Can I install a ceiling fan in a recessed light fixture. I have a two story house, so installing from above is not an option. I've installed ceiling fans before, but have never dealt with pot light fixtures. The recessed/pot lights are newly installed as part of a remodel, but I'd like to change one to a ceiling fan fixture.


----------



## Jim Port (Sep 21, 2007)

The recessed housing is not rated to support a ceiling fan. You could however removed the recessed housing and install a bracket rated for ceiling fan support.


----------



## adpanko (Jun 18, 2009)

Agreed. I don't believe there is any recessed light that would also be designed to be used as a traditional fan/light junction box. You have to take out the recessed can, and put in an appropriately rated fan ceiling box. Some boxes bolt directly into a joist, others are secured to a metal brace that spans between the two joists. But I'm comfortable saying with 99+% certainty that you can't put a fan on an existing recess light


----------



## 220/221 (Oct 9, 2007)

A) Remove the can, install some blocking between the joists, run the can wire to the fan JB, patch the hole and hang the fan.

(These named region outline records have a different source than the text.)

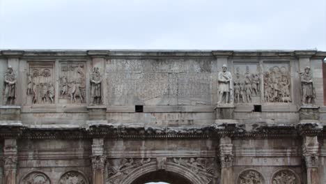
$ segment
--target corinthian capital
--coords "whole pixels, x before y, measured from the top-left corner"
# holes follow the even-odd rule
[[[93,156],[91,159],[93,170],[104,169],[105,163],[105,157],[104,155]]]

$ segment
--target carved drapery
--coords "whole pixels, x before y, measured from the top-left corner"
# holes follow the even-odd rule
[[[319,183],[318,149],[317,136],[304,135],[302,153],[306,162],[307,184]]]
[[[14,105],[16,100],[16,83],[17,76],[15,74],[13,67],[8,66],[8,70],[3,77],[4,82],[4,104]]]
[[[267,64],[264,73],[264,97],[266,102],[290,102],[290,77],[288,66]]]

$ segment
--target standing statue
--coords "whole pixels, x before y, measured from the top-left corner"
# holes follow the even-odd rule
[[[98,67],[94,67],[91,77],[91,104],[102,102],[102,76]]]
[[[217,78],[219,82],[218,104],[233,102],[233,98],[230,95],[232,95],[233,90],[232,75],[230,72],[226,71],[227,68],[226,65],[224,64],[222,71],[219,72]]]
[[[13,72],[13,68],[9,66],[4,75],[4,103],[6,105],[14,105],[16,99],[16,75]]]
[[[302,103],[313,104],[315,98],[315,90],[313,85],[310,67],[304,68],[304,72],[301,75],[301,89],[302,92]]]

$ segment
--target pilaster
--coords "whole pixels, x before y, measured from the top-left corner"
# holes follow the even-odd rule
[[[233,184],[232,140],[228,137],[219,139],[219,160],[221,163],[221,183]]]
[[[306,162],[306,184],[318,184],[318,149],[317,136],[304,135],[302,155]]]
[[[92,145],[93,183],[104,183],[105,157],[104,155],[103,139],[93,138]]]
[[[3,158],[5,183],[16,184],[17,150],[15,139],[4,140]]]

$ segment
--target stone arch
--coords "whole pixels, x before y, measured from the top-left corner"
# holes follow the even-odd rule
[[[257,171],[257,170],[256,170],[254,169],[251,169],[251,168],[243,170],[239,174],[239,176],[238,176],[236,183],[237,184],[242,183],[241,183],[242,178],[245,177],[245,176],[247,176],[247,175],[249,175],[249,174],[254,175],[254,176],[252,176],[252,177],[251,177],[251,178],[256,177],[256,179],[261,180],[261,181],[262,182],[262,184],[266,183],[265,181],[265,178],[264,178],[264,176],[263,176],[263,174],[261,174],[261,173],[260,173],[258,171]]]
[[[70,183],[70,181],[75,179],[78,180],[78,183],[89,184],[88,180],[85,177],[85,174],[80,171],[75,170],[66,171],[61,175],[59,181],[59,184]]]
[[[20,184],[28,184],[28,183],[34,183],[36,182],[42,182],[40,183],[44,184],[51,184],[51,180],[49,179],[49,176],[45,174],[44,172],[39,171],[33,171],[31,172],[27,173],[25,176],[24,176],[20,183]]]
[[[296,182],[293,183],[295,183],[295,184],[302,183],[301,179],[299,177],[299,175],[297,175],[297,173],[295,172],[293,170],[290,169],[279,169],[279,170],[276,171],[275,172],[274,172],[274,174],[272,175],[272,178],[270,179],[270,183],[273,183],[273,181],[275,178],[275,177],[277,177],[278,176],[281,174],[282,172],[286,174],[288,174],[289,176],[290,175],[292,175],[294,177],[295,177]]]
[[[197,174],[192,171],[189,168],[176,163],[167,162],[164,170],[168,172],[173,173],[182,178],[185,178],[186,180],[189,181],[191,184],[208,184],[209,182],[208,182],[205,179],[203,179],[203,178],[201,178]],[[138,167],[137,169],[134,169],[132,171],[129,173],[127,177],[125,177],[121,183],[132,184],[132,182],[136,181],[141,176],[157,171],[159,171],[159,169],[157,169],[156,162],[150,162],[143,164]]]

B) install the fan JB on a joist close to the can, run a cable to the can JBox and leave the can in place.

C) install the fan JB on a joist close to the can, relocate the can cable to the fan JBox, remove the can and patch the hole.


----------



## J. V. (Jun 1, 2007)

Just take out the light and use a fan rated box in it's place. Supporting this box is critical. I usually just use a 2x4 above the fan box and screw the box to the 2x4. Use same cable for fan as for light.


----------



## MMP (Jun 26, 2009)

*Thank for all the help!*

I had a feeling it would not be too terrible difficult. I'll take out the fixture and see what I am dealing with. The remodeler electrician wants $250 to remake the hole as celing fan compatible. I am pretty handy and didn't think this price was worth it.


----------



## J. V. (Jun 1, 2007)

MMP said:


> I had a feeling it would not be too terrible difficult. I'll take out the fixture and see what I am dealing with. The remodeler electrician wants $250 to remake the hole as celing fan compatible. I am pretty handy and didn't think this price was worth it.


The have a product designed to cover the large hole. It's used for ceiling fans and any other ceiling fixture where the hardware is not large enough in diameter to cover the hole. Someone here can give you a link or show you a picture. You will not need to repair any drywall or ceiling materials if you use this product.
Cheap too.


----------



## gthomas785 (Mar 22, 2021)

A 2x4 between joists is plenty to support a ceiling fan.


----------



## joed (Mar 13, 2005)

12 year old thread. I think it's fixed by now.


----------



## gthomas785 (Mar 22, 2021)

joed said:


> 12 year old thread. I think it's fixed by now.


Whoops my bad


----------



## DIYerLI (10 mo ago)

What about The Can Conversion R56 conversion kit? Anyone have opinions using that with recessed lighting cans?


----------